L’homme n’est pas unidimensionnel. Il possède une double nature car il est marqué par le mystère de sa double origine évoquée notamment par les textes bibliques.
La double origine
En Genèse 2, 7 nous lisons, en effet : « Et l’Éternel Dieu forma l’homme de la poussière du sol, et il souffla dans ses narines un souffle de vie, et l’homme devint un être animé (ou, suivant d’autres traductions, un être vivant). » Dans ce passage, le récit établit une claire distinction entre l’origine du corps, la poussière du sol, et celle de l’âme, le souffle de Dieu. Par l’effet conjugué des deux, l’homme devint une âme vivante, ce qui signifie un être vivant.
L’enseignement sur la double origine de l’homme est corroboré par d’autres passages de l’Écriture :
1 Corinthiens 15, 45
« C’est l’origine divine de ce souffle de vie dont elle est animée, qui fait que l’âme humaine possède en elle un organe pour remonter à Dieu et communiquer avec lui, comme elle communique avec le monde extérieur par le corps.
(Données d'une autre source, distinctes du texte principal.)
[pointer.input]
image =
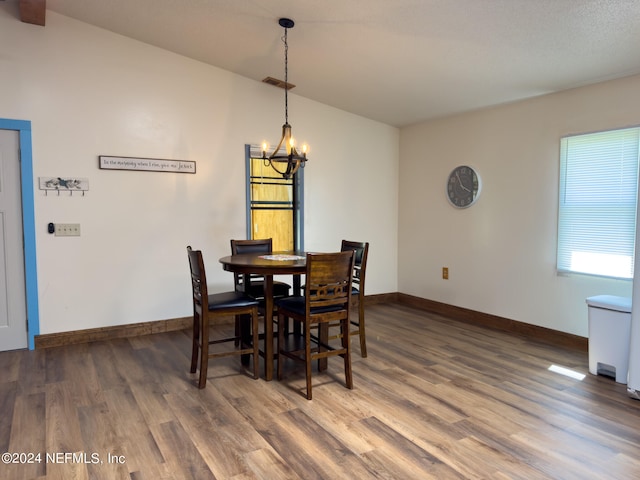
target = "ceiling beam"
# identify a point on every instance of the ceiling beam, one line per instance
(33, 11)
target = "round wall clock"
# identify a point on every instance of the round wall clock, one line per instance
(463, 186)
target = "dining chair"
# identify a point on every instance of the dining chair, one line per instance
(325, 304)
(209, 307)
(253, 284)
(361, 250)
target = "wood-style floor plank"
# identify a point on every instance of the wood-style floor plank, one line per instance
(434, 399)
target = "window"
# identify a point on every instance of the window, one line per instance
(597, 204)
(274, 204)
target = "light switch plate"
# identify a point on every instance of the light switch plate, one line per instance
(67, 229)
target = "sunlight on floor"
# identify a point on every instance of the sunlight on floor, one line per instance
(567, 372)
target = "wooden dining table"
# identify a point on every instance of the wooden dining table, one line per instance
(268, 265)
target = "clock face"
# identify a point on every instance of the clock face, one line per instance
(463, 186)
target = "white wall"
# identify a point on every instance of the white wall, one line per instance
(501, 252)
(89, 92)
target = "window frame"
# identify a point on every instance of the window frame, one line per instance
(598, 202)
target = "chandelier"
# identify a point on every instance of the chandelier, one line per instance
(286, 162)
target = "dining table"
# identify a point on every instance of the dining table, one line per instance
(268, 265)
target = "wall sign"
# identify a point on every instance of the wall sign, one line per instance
(147, 164)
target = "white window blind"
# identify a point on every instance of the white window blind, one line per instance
(597, 207)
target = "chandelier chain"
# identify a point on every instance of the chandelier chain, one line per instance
(286, 77)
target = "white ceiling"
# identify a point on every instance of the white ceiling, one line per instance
(396, 61)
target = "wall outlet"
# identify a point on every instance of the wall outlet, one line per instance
(67, 229)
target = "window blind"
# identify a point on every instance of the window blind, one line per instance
(597, 204)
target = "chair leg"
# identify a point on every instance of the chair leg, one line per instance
(195, 343)
(346, 344)
(256, 346)
(204, 352)
(363, 338)
(307, 356)
(280, 345)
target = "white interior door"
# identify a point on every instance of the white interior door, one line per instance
(13, 310)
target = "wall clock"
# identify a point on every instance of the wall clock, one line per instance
(463, 186)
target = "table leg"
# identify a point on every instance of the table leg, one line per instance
(268, 327)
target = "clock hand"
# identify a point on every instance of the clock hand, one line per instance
(462, 184)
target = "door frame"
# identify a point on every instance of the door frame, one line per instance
(28, 225)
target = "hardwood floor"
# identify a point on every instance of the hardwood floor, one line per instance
(434, 399)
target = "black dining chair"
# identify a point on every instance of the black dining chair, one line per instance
(209, 307)
(326, 304)
(361, 250)
(253, 284)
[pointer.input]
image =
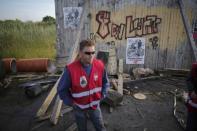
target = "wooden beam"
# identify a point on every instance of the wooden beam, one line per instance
(48, 100)
(188, 29)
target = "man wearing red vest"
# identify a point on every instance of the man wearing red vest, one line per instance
(83, 84)
(192, 99)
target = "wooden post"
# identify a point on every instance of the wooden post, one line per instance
(188, 29)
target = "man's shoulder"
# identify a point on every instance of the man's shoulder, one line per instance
(73, 64)
(98, 63)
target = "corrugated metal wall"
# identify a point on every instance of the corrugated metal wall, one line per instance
(111, 21)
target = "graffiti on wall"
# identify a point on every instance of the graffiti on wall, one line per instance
(154, 42)
(133, 27)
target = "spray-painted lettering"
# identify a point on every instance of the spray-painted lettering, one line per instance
(132, 28)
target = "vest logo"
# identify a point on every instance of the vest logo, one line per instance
(83, 81)
(95, 77)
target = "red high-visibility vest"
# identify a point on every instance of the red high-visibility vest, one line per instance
(86, 90)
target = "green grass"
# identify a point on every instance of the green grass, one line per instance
(27, 40)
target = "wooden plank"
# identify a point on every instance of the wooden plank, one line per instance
(58, 104)
(73, 127)
(188, 29)
(120, 84)
(48, 100)
(56, 110)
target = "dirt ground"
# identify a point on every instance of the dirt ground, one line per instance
(155, 113)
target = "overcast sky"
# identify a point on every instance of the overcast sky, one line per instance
(26, 10)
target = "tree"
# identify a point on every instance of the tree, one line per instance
(48, 19)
Cet organe supérieur de l’âme, en tant que distinct de celle-ci, se nomme l’esprit. »
Ainsi, l’homme est formé de la poussière du sol, de la terre. La terre est ici symbole des désirs terrestres, des désirs matériels et sexuels. L’homme est naturellement porté à rechercher la satisfaction de ce type de désirs, bases élémentaires de survie pour l’individu et pour l’espèce. Mais l’homme est en même temps la créature par le « souffle de Dieu ». Il est ainsi enfant de l’esprit créateur, fils de la Lumière, tout en étant né de la terre.
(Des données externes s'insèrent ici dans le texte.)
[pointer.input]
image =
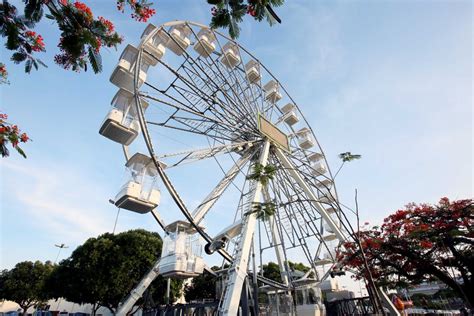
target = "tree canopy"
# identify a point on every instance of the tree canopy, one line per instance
(25, 283)
(420, 243)
(83, 35)
(105, 269)
(201, 287)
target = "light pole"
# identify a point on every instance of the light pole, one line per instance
(60, 246)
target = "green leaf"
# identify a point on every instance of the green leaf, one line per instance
(41, 63)
(28, 66)
(95, 60)
(20, 151)
(234, 29)
(18, 57)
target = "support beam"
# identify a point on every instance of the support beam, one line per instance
(288, 165)
(276, 239)
(238, 271)
(212, 198)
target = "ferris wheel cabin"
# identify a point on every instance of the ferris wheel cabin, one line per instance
(121, 123)
(272, 91)
(205, 44)
(181, 254)
(289, 114)
(252, 69)
(307, 302)
(305, 138)
(155, 46)
(179, 40)
(139, 194)
(123, 75)
(315, 157)
(319, 168)
(230, 55)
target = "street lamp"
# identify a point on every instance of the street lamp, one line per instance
(60, 246)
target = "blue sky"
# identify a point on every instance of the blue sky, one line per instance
(390, 80)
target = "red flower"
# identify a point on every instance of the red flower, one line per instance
(24, 138)
(35, 40)
(83, 8)
(426, 244)
(108, 25)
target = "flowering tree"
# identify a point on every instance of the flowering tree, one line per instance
(10, 133)
(420, 243)
(83, 35)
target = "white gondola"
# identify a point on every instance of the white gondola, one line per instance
(123, 73)
(205, 44)
(155, 46)
(181, 254)
(230, 55)
(327, 258)
(314, 157)
(330, 237)
(272, 91)
(308, 298)
(323, 261)
(325, 184)
(252, 69)
(139, 194)
(289, 114)
(329, 228)
(319, 168)
(179, 40)
(331, 210)
(121, 123)
(326, 199)
(305, 138)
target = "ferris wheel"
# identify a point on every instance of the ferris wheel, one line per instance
(274, 197)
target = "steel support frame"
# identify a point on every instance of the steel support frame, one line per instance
(314, 200)
(212, 198)
(238, 270)
(312, 197)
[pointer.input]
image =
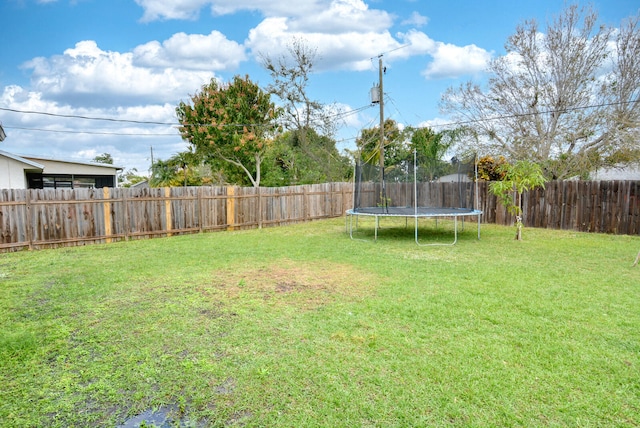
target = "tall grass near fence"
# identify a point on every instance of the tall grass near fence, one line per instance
(302, 326)
(65, 217)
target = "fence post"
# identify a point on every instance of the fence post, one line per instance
(30, 223)
(167, 209)
(305, 203)
(106, 208)
(259, 208)
(231, 207)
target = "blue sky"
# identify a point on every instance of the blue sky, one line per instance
(137, 59)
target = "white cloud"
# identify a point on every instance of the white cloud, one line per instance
(416, 20)
(82, 139)
(92, 76)
(171, 9)
(213, 52)
(450, 61)
(190, 9)
(348, 50)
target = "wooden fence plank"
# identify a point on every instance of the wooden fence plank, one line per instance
(49, 218)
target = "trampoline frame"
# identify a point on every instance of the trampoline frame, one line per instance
(418, 213)
(415, 212)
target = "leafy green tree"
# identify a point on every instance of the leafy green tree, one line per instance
(230, 126)
(491, 169)
(564, 96)
(518, 178)
(395, 144)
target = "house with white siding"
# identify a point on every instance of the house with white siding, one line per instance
(39, 172)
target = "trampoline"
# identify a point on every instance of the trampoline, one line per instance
(414, 192)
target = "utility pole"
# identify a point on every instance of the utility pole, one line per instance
(381, 100)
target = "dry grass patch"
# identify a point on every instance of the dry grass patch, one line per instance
(288, 282)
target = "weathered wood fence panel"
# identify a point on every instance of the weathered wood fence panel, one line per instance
(66, 217)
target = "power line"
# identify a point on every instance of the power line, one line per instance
(62, 131)
(74, 116)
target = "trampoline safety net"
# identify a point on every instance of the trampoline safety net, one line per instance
(405, 188)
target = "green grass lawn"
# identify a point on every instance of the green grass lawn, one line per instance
(302, 326)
J.B. Willermoz met en exergue cette dualité de l’homme due à sa double origine lorsqu’il écrit que, par sa nature terrestre, « l’homme est esclave des sensations et des besoins physiques », par sa nature divine, « il fait éclater la grandeur et la noblesse de son origine ».
Louis Claude de St Martin reconnaît « deux êtres dans l’homme » : l’être sensible et l’être intellectuel, et pour principe universel « la Cause intelligente et active », c’est-à-dire le Verbe animant la matière. Le philosophe inconnu écrit : « Depuis sa chute, l’homme s’est trouvé revêtu d’une enveloppe corruptible parce qu’étant composée, elle est sujette aux différentes actions du sensible qui n’opèrent que successivement et qui, par conséquent, se détruisent les unes les autres. Mais, par cet assujettissement au sensible, il n’a point perdu sa qualité d’Etre intelligent en sorte qu’il est à la fois grand et petit, mortel et immortel, toujours libre dans l’intellectuel, mais lié dans le corporel par des lois indépendantes de sa volonté, en un mot, étant l’assemblage de deux natures diamétralement opposées, il en démontre alternativement les effets d’une manière si distincte qu’il est impossible de s’y tromper… »
La double tension
Cette double origine exprime clairement les deux possibilités devant lesquelles se trouve l’homme en permanence : écouter sa nature terrestre, son être existentiel, l’appel à la multiplication souvent excessive des désirs qui dispersent ou égarent ou bien alors écouter son être essentiel, sa nature divine.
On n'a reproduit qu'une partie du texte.